Wednesday, June 18, 2008
GUIDED BY THE SUN...
We've just docked in our home port after an adventure in paradise (ie, the Hukilau event in Florida!) As always, it takes several days -or even weeks- to recover from the Mai Kai in Fort Lauderdale. If you have not had the sheer pleasure of experiencing this authentic vintage Tiki-temple, start booking a voyage now!
As soon as you enter through the heavy wooden doors (with portholes in them!), you know you are in for a treat. The Mai Kai's interior is sumptuous. Spots of colored light from fixtures of every shape and construction are reflected in the flagstone floor polished to a shine from decades of foot traffic. Chinese lattice tiles are used to create partitions between dining room spaces, and museum-quality artifacts behind glass give the curious guest much to appreciate.
The details are staggering here.
Nautical artifacts abound, from a suspended ship model to lanterns, ropes , chains, and tackle. The mossy green volcanic rocks and ferns glimpsed through the window are actually an indoor diorama complete with swirling waterfalls. The effect is dazzling, even if you aren't enjoying one of the Mai Kai's potent cocktails.

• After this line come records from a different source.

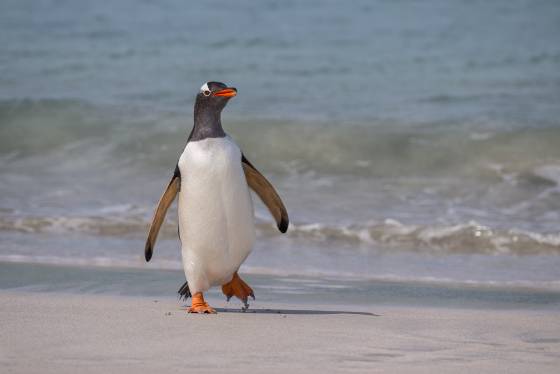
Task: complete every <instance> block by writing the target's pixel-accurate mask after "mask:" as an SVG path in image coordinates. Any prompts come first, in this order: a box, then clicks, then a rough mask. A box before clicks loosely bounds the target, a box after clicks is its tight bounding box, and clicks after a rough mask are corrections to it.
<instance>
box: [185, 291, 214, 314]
mask: <svg viewBox="0 0 560 374" xmlns="http://www.w3.org/2000/svg"><path fill="white" fill-rule="evenodd" d="M187 313H206V314H216V310H215V309H214V308H212V307H211V306H209V305H208V303H207V302H206V301H204V296H202V292H197V293H195V294H194V295H193V296H192V303H191V307H190V308H189V309H187Z"/></svg>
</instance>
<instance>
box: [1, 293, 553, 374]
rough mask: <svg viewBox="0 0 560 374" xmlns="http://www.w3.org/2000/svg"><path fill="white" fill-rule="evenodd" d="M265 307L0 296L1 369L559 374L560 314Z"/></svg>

Nothing goes better with your cocktail (Cobra's Kiss? Deep Sea Diver?) than a hot dish of deep-fried deliciousness. Isn't this gorgeous?
Here's what we have here: Vegetable Egg Rolls, bacon-wrapped Szechwan Chicken, Crab Rangoon, and Cheese Tangs. Dipped in hot Chinese mustard and cocktail sauce, you've got something to write home about.
An incredible interior - anywhere you look. Here we are at a crossroads: You may turn left and enter the Gift Shop, turn right and enter the restrooms (also themed beautifully), or head straight to the Mai Kai's private offices. The tiki pole railings in the foreground were made by Oceanic Arts in Whittier California.
One of the pleasures of a visit to the Mai Kai, is an after-dinner stroll through the restaurant's indoor and outdoor gardens. Along the way you will cross bridges, encounter blue-lit pools and waterfalls, duck though caves and grottoes, and enjoy an incredible display of Tiki artifacts. Watch your step! You don't want to anger the gods by stepping off the path into the water.
To get this view, you must get down low on your hands and knees and look under the footbridge in the indoor garden. The inner-explorer in me wants to wade waaaay back in there!
My friends Chip and Andy have posted some incredible vintage photos of the Mai Kai on Flickr. Check them out! It's really surprising how little has changed over the years.